There are actually several problems here.
The first one is somewhat trivial, and has been discussed in other answers. There are some Riemann integrable functions that are not derivatives. Simply consider any function defined on some interval $[a,b]$ continuous everywhere except at a single point where it has a jump discontinuity. By Darboux's theorem, such functions are not derivatives. Note that we want these functions to be Riemann integrable, because a single jump in the function should not affect its integrability.
There's other problems as well. You haven't specified boundedness of the derivative. The function $f:[-1,1] \to \mathbb{R}$ given by $f(x) = x^2\sin(x^{-2})$ and $f(0) = 0$ is differentiable on $[-1,1]$, but its derivative is unbounded. In particular, for all $\delta \in (0,1)$, $f'[(-\delta, \delta)] = \mathbb{R}$. Such functions should not be Riemann integrable. There's no sense of 'area'.

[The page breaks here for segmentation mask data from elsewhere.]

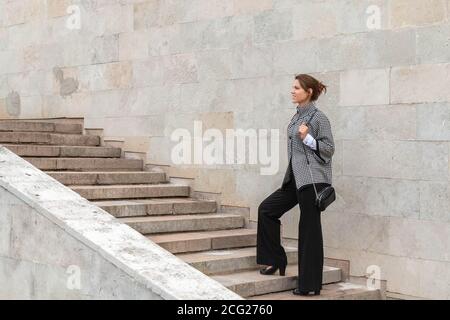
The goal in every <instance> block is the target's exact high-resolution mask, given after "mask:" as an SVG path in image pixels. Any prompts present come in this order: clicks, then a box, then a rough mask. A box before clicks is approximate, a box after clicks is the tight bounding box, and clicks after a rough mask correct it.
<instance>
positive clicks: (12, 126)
mask: <svg viewBox="0 0 450 320" xmlns="http://www.w3.org/2000/svg"><path fill="white" fill-rule="evenodd" d="M0 131H21V132H55V133H73V134H82V133H83V125H82V124H80V123H51V122H35V121H0Z"/></svg>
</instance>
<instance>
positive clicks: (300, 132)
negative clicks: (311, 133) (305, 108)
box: [298, 122, 309, 141]
mask: <svg viewBox="0 0 450 320" xmlns="http://www.w3.org/2000/svg"><path fill="white" fill-rule="evenodd" d="M308 132H309V128H308V126H307V125H306V123H305V122H303V123H302V124H301V125H300V127H299V128H298V133H299V135H300V139H302V141H303V140H304V139H305V138H306V136H307V135H308Z"/></svg>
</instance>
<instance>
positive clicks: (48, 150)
mask: <svg viewBox="0 0 450 320" xmlns="http://www.w3.org/2000/svg"><path fill="white" fill-rule="evenodd" d="M3 146H4V147H6V148H8V149H9V150H11V151H12V152H14V153H15V154H17V155H18V156H21V157H67V158H71V157H80V158H86V157H89V158H120V156H121V153H122V150H121V149H120V148H112V147H83V146H49V145H35V144H3Z"/></svg>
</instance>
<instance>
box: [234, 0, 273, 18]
mask: <svg viewBox="0 0 450 320" xmlns="http://www.w3.org/2000/svg"><path fill="white" fill-rule="evenodd" d="M272 7H273V0H260V1H258V0H233V13H234V14H235V15H238V14H255V13H258V12H260V11H265V10H270V9H272Z"/></svg>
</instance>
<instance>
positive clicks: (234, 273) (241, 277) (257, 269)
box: [211, 264, 341, 298]
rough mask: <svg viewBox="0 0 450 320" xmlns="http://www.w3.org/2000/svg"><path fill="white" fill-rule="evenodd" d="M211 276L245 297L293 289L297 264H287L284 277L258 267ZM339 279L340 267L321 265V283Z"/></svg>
mask: <svg viewBox="0 0 450 320" xmlns="http://www.w3.org/2000/svg"><path fill="white" fill-rule="evenodd" d="M211 278H213V279H214V280H216V281H218V282H220V283H221V284H223V285H224V286H225V287H227V288H228V289H230V290H232V291H234V292H236V293H237V294H239V295H240V296H242V297H244V298H247V297H250V296H255V295H263V294H269V293H274V292H280V291H286V290H292V289H295V288H296V287H297V278H298V265H297V264H291V265H288V266H287V268H286V275H285V276H284V277H282V276H280V275H279V274H278V271H277V272H276V273H275V274H274V275H262V274H260V273H259V268H258V269H255V270H251V271H242V272H235V273H230V274H224V275H213V276H211ZM339 281H341V269H339V268H333V267H328V266H324V267H323V276H322V284H328V283H336V282H339ZM290 292H291V291H290Z"/></svg>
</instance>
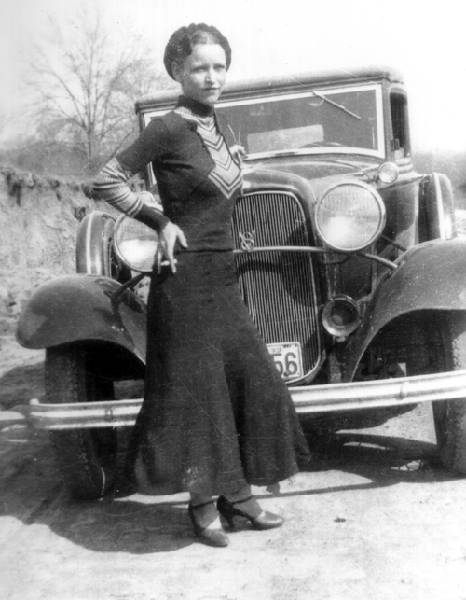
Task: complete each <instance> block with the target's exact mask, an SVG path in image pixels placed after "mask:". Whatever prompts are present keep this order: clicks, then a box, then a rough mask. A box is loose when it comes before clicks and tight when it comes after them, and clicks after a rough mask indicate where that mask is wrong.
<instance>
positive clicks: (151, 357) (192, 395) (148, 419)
mask: <svg viewBox="0 0 466 600" xmlns="http://www.w3.org/2000/svg"><path fill="white" fill-rule="evenodd" d="M149 162H151V163H152V166H153V169H154V173H155V176H156V179H157V183H158V189H159V193H160V197H161V199H162V203H163V208H164V214H163V215H162V214H160V215H158V217H157V219H158V220H159V225H160V226H163V224H164V223H165V222H166V221H167V220H168V219H170V220H171V221H172V222H174V223H176V224H177V225H178V226H179V227H180V228H181V229H182V230H183V231H184V233H185V235H186V239H187V243H188V247H187V248H186V249H183V250H182V251H180V252H179V253H178V254H177V260H178V264H177V272H176V274H172V273H171V271H170V270H169V269H166V270H162V272H161V273H156V272H155V271H154V273H153V274H152V280H151V287H150V292H149V298H148V306H147V314H148V318H147V357H146V358H147V360H146V377H145V394H144V403H143V407H142V409H141V412H140V414H139V416H138V419H137V423H136V426H135V430H134V438H133V439H134V441H135V444H134V450H135V452H134V453H133V459H135V457H136V453H137V454H138V455H139V457H140V458H141V459H142V463H143V464H144V467H145V470H146V475H147V477H148V479H149V480H150V481H151V482H153V483H154V484H156V485H157V487H158V489H160V490H162V491H163V493H177V492H180V491H185V490H188V491H190V492H192V493H199V494H212V495H215V494H220V493H234V492H236V491H237V490H239V489H240V488H242V487H243V486H244V485H245V484H255V485H271V484H274V483H277V482H278V481H281V480H283V479H286V478H288V477H290V476H291V475H292V474H294V473H295V472H296V471H297V457H299V456H301V457H304V456H305V455H307V452H308V449H307V445H306V441H305V438H304V436H303V434H302V431H301V428H300V426H299V422H298V419H297V416H296V414H295V410H294V406H293V404H292V401H291V398H290V395H289V392H288V390H287V388H286V386H285V384H284V383H283V381H282V380H281V378H280V375H279V373H278V371H277V369H276V367H275V365H274V363H273V361H272V359H271V358H270V356H269V354H268V352H267V349H266V346H265V344H264V342H263V340H262V338H261V337H260V334H259V333H258V331H257V330H256V328H255V326H254V325H253V323H252V321H251V319H250V316H249V313H248V311H247V308H246V307H245V305H244V303H243V301H242V299H241V297H240V294H239V288H238V283H237V277H236V272H235V263H234V255H233V252H232V250H233V241H232V234H231V215H232V211H233V206H234V202H235V199H236V198H237V196H238V195H239V193H240V187H241V175H240V169H239V166H238V164H237V163H236V162H235V160H233V158H232V156H231V154H230V152H229V149H228V147H227V145H226V143H225V139H224V137H223V135H222V134H221V132H220V131H219V128H218V125H217V120H216V118H215V114H214V113H212V112H211V111H209V108H208V107H205V106H203V105H200V104H198V103H196V102H194V101H192V100H190V99H187V98H185V97H183V96H182V97H181V98H180V99H179V102H178V105H177V107H176V108H175V109H174V110H173V111H171V112H169V113H168V114H167V115H165V116H163V117H161V118H157V119H154V120H153V121H152V122H151V123H150V124H149V125H148V126H147V128H146V129H145V130H144V131H143V133H142V134H141V136H140V137H139V138H138V140H136V142H134V144H132V145H131V146H130V147H129V148H128V149H126V150H125V151H123V152H122V153H120V154H119V155H118V156H117V158H116V162H114V163H113V166H112V165H111V166H110V167H109V168H107V169H104V171H103V172H102V174H101V176H100V177H99V179H98V180H97V182H96V184H95V192H96V195H97V197H100V198H103V199H105V200H107V201H109V202H112V203H113V204H114V205H115V206H117V207H118V208H120V209H121V210H124V211H125V212H127V213H129V214H133V215H135V216H136V217H137V214H138V210H140V205H141V202H142V201H143V200H141V198H140V197H138V196H134V195H131V194H130V192H129V188H128V187H127V186H126V184H125V183H124V181H125V178H127V177H129V175H130V174H131V173H136V172H138V171H141V170H142V169H143V168H144V167H145V165H146V164H147V163H149Z"/></svg>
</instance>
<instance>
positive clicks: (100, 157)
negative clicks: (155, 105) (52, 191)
mask: <svg viewBox="0 0 466 600" xmlns="http://www.w3.org/2000/svg"><path fill="white" fill-rule="evenodd" d="M67 31H68V32H69V31H71V32H72V35H71V36H70V35H69V34H68V36H67V37H65V35H64V33H63V31H62V29H61V28H60V27H59V26H58V25H57V24H56V23H54V22H53V21H50V28H49V33H48V35H47V38H44V39H43V40H42V41H41V43H40V45H38V46H37V48H36V51H35V58H34V63H33V64H32V65H31V79H30V85H32V87H33V88H34V90H35V91H36V92H37V95H38V99H39V102H38V107H39V111H38V112H37V113H36V122H37V123H38V127H37V131H38V132H39V135H40V137H43V136H44V135H45V136H46V135H52V136H53V140H54V142H57V141H59V142H60V141H61V142H66V143H68V144H73V145H74V146H75V148H76V151H77V152H79V153H81V154H83V155H84V156H85V157H86V164H87V170H88V172H89V173H93V172H95V170H96V169H98V167H99V166H100V165H101V164H102V162H103V161H104V160H105V159H107V158H108V157H109V156H110V155H112V154H113V153H114V152H115V151H117V150H118V148H120V147H121V145H122V144H124V143H126V142H127V141H128V138H129V137H130V136H131V135H133V134H134V133H135V131H136V129H137V123H136V119H135V117H134V110H133V105H134V102H135V100H136V99H138V98H141V97H144V96H147V95H148V94H150V93H153V92H154V91H155V90H156V89H160V88H162V89H163V88H167V87H170V80H169V79H168V77H167V76H165V75H161V74H160V73H157V71H156V70H155V62H156V61H155V60H154V59H153V57H151V56H150V55H149V52H148V50H147V48H146V47H145V46H144V44H142V43H141V42H140V40H137V39H135V38H134V37H133V38H128V39H126V40H123V41H121V40H119V41H117V40H115V39H113V38H112V36H111V34H110V32H109V31H107V29H106V27H105V26H104V25H103V21H102V18H101V15H100V14H99V13H98V12H97V13H96V12H94V13H92V14H90V13H89V12H82V13H80V14H79V16H78V17H77V19H76V20H75V21H74V22H73V23H72V25H71V27H68V28H67Z"/></svg>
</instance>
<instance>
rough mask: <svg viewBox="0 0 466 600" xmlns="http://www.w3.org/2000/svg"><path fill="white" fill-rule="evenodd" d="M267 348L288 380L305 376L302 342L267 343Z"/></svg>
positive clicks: (280, 373) (272, 356) (271, 355)
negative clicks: (302, 376)
mask: <svg viewBox="0 0 466 600" xmlns="http://www.w3.org/2000/svg"><path fill="white" fill-rule="evenodd" d="M267 350H268V351H269V354H270V355H271V357H272V358H273V361H274V363H275V366H276V367H277V369H278V372H279V373H280V375H281V376H282V379H284V380H285V381H288V380H289V379H298V378H299V377H302V376H303V358H302V354H301V344H299V343H298V342H284V343H281V344H267Z"/></svg>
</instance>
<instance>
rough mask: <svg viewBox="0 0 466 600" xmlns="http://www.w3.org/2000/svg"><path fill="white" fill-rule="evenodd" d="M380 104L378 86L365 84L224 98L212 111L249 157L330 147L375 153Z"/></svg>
mask: <svg viewBox="0 0 466 600" xmlns="http://www.w3.org/2000/svg"><path fill="white" fill-rule="evenodd" d="M381 104H382V102H381V90H380V88H379V86H377V85H366V86H360V87H352V88H339V89H335V88H333V89H316V90H309V91H307V92H300V93H293V94H286V95H285V94H283V95H275V96H270V97H266V98H260V99H259V98H251V99H249V100H247V99H245V100H234V101H226V102H223V103H221V104H219V105H218V106H217V108H216V112H217V115H218V118H219V120H220V122H221V124H222V126H223V128H224V129H225V128H226V130H227V131H228V132H229V133H230V137H231V139H232V140H233V141H234V142H235V143H237V144H241V145H242V146H244V147H245V149H246V152H247V153H248V155H249V157H250V158H254V157H257V158H259V157H262V156H271V155H272V156H273V155H277V154H282V153H289V152H293V153H299V154H301V153H308V152H309V153H311V152H329V151H332V152H340V151H342V152H349V151H352V152H354V151H359V152H362V153H364V154H372V155H378V154H381V153H382V152H383V121H382V106H381Z"/></svg>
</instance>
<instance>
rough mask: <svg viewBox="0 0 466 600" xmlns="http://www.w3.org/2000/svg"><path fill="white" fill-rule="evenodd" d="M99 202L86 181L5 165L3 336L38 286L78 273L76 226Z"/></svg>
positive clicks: (2, 207) (0, 310) (0, 291)
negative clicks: (14, 167) (76, 251)
mask: <svg viewBox="0 0 466 600" xmlns="http://www.w3.org/2000/svg"><path fill="white" fill-rule="evenodd" d="M94 206H95V203H94V202H93V201H92V200H89V199H88V198H86V196H85V195H84V193H83V190H82V185H81V184H78V183H73V182H69V181H68V182H67V181H61V180H59V179H55V178H51V177H49V178H47V177H41V176H36V175H32V174H30V173H21V172H19V171H17V170H14V169H10V168H6V167H0V336H5V335H11V333H12V332H13V330H14V327H15V323H16V319H17V316H18V314H19V312H20V311H21V307H22V306H23V304H24V302H25V300H26V299H27V298H28V297H29V295H30V294H31V291H32V290H33V289H34V288H35V287H36V286H37V285H39V284H41V283H43V282H44V281H46V280H47V279H50V278H51V277H55V276H56V275H61V274H64V273H72V272H73V271H74V246H75V236H76V230H77V226H78V223H79V220H80V219H81V218H82V217H83V216H84V215H85V214H86V213H87V212H88V211H90V210H92V209H93V208H94Z"/></svg>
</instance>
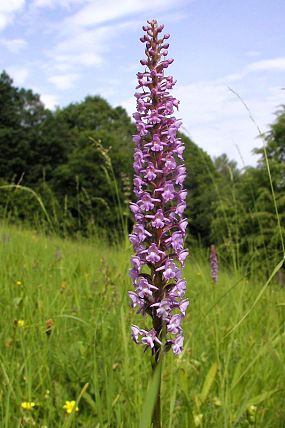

But, even if the derivative is bounded, there's some quite ugly derivatives. For example, the derivative of the Volterra function is bounded, but it is discontinuous on a set of positive measure. For Riemann integrability, it's very desirable for the discontinuity set to be of measure zero. The function should not 'jump' too much; otherwise it can't be well-approximated by step functions.